Andrew squealed and giggled. He sounded a little too wild, which was unlike him. "Do a cannonball!" he shrieked. He tucked himself into a ball and Charlie picked him up again and ran him down the hall chanting, "Ba-boom-ba-boom-ba-boom-ba-boom." We heard a soft thud as my brother tossed him onto another bed.

"Hey, you guys! Perk up!" I shouted to them.

My friends laughed.

Karen ran after Charlie shouting, "My turn! My turn!"

"When do you get Shannon?" Mary Anne wanted to know.

"In two or three days," I replied.

"You know, Kristy," Claudia began, "I hate to say this, but - "

"Then don't," I interrupted.

"Don't what?"

"Say it."

Claudia made a face at me. "But," she continued, "you complained an awful lot about Shannon Kilbourne and the other snobby girls around here, and now Shannon's giving you a puppy. That's a pretty nice thing to do."

"I know," I said in a small voice as I traced the pattern of the bedspread with my finger:

"She's not as bad as I thought she was. In fact, she's sort of all right."

"Well, what happened?" asked Dawn.

I shook my head. "I'm not sure. But we did have a talk the day Shannon brought Shannon to meet me."
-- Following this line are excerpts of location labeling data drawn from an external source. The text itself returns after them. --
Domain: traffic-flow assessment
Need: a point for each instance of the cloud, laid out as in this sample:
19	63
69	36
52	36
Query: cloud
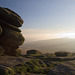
38	34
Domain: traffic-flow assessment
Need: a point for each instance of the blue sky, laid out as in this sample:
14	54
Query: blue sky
44	18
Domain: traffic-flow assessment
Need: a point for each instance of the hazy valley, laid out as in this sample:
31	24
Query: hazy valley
51	45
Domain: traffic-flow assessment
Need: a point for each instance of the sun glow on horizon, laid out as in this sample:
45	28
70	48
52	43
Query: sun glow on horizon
67	35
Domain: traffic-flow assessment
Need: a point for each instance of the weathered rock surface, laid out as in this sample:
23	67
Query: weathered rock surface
10	35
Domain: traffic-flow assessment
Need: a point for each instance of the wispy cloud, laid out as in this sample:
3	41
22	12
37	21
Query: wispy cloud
38	34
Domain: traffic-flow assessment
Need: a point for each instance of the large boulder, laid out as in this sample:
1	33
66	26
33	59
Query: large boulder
10	34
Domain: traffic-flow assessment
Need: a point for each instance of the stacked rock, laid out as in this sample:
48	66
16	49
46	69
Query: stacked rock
10	34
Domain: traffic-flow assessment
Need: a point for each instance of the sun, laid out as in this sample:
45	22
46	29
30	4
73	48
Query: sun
67	35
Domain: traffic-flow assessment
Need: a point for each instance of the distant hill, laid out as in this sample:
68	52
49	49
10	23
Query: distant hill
51	45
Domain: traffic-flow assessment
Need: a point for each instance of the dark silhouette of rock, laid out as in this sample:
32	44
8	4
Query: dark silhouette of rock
10	35
62	69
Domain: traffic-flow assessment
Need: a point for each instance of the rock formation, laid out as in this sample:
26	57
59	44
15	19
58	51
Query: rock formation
10	34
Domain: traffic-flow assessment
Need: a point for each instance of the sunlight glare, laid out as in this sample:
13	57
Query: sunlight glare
67	35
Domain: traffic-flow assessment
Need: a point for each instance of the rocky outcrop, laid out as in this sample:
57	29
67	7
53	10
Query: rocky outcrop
10	34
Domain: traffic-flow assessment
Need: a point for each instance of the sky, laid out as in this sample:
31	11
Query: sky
44	19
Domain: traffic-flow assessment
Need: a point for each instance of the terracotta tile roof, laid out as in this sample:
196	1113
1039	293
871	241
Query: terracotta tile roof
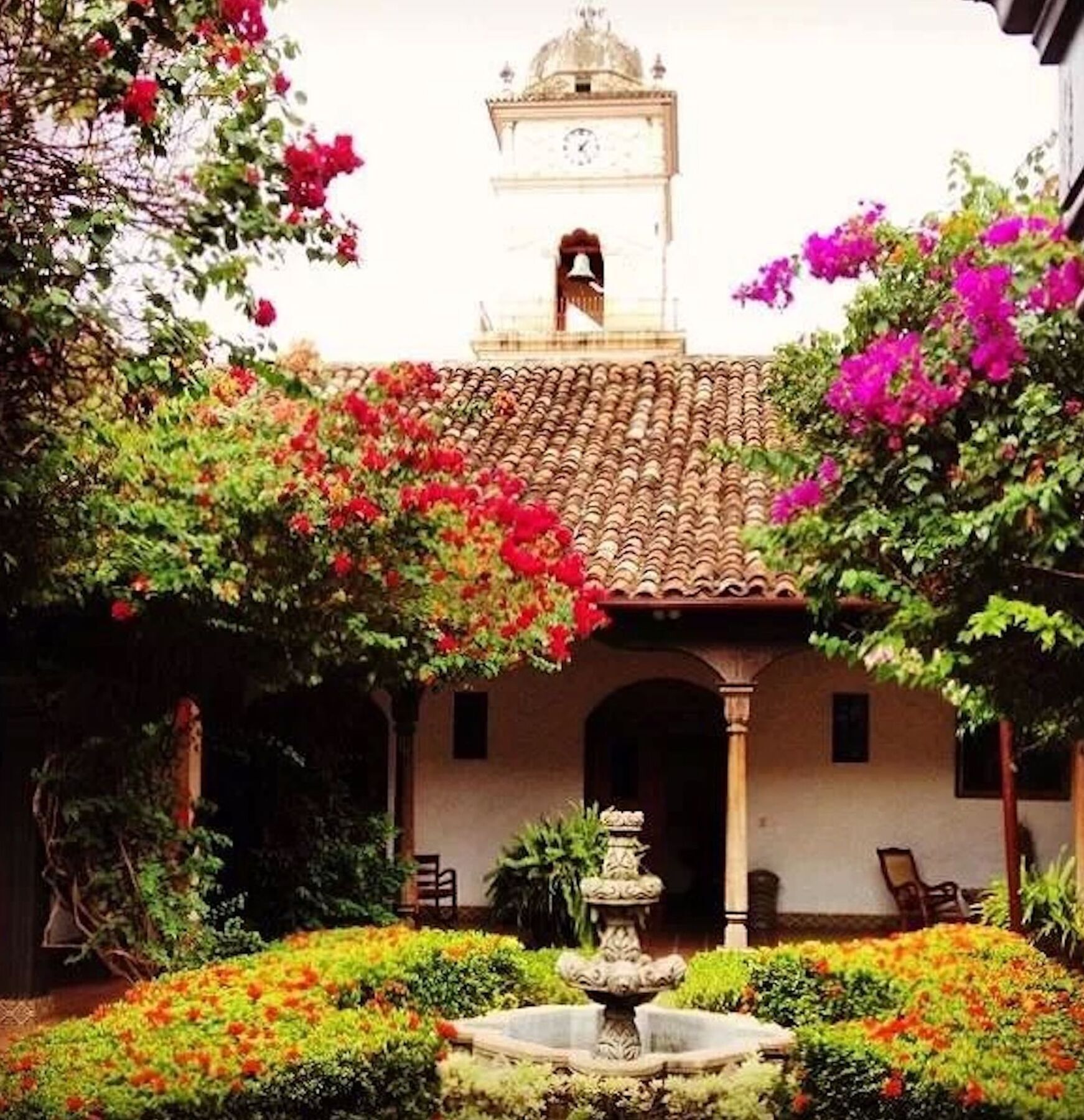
622	452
"What kind of talk?" asked Claudia. She was lying on her back on the floor and began blowing a gigantic pink bubble with a wad of Bazooka.

"You know, if that pops, it's going to cover your face and goo up your hair," Stacey pointed out after a few seconds.

Claudia ignored her and kept on blowing.

"We had a very pleasant talk," I replied. "We talked about baby-sitting. I said I hadn't realized that I might be stepping on someone else's territory when I started sitting around here. It was just natural for me to sit."

"What did Shannon say?" asked Mary Anne. "Did she understand?"

"Oh, yes. Believe it or not, she said she was jealous."

"You're kidding," said Dawn and Stacey at the same time.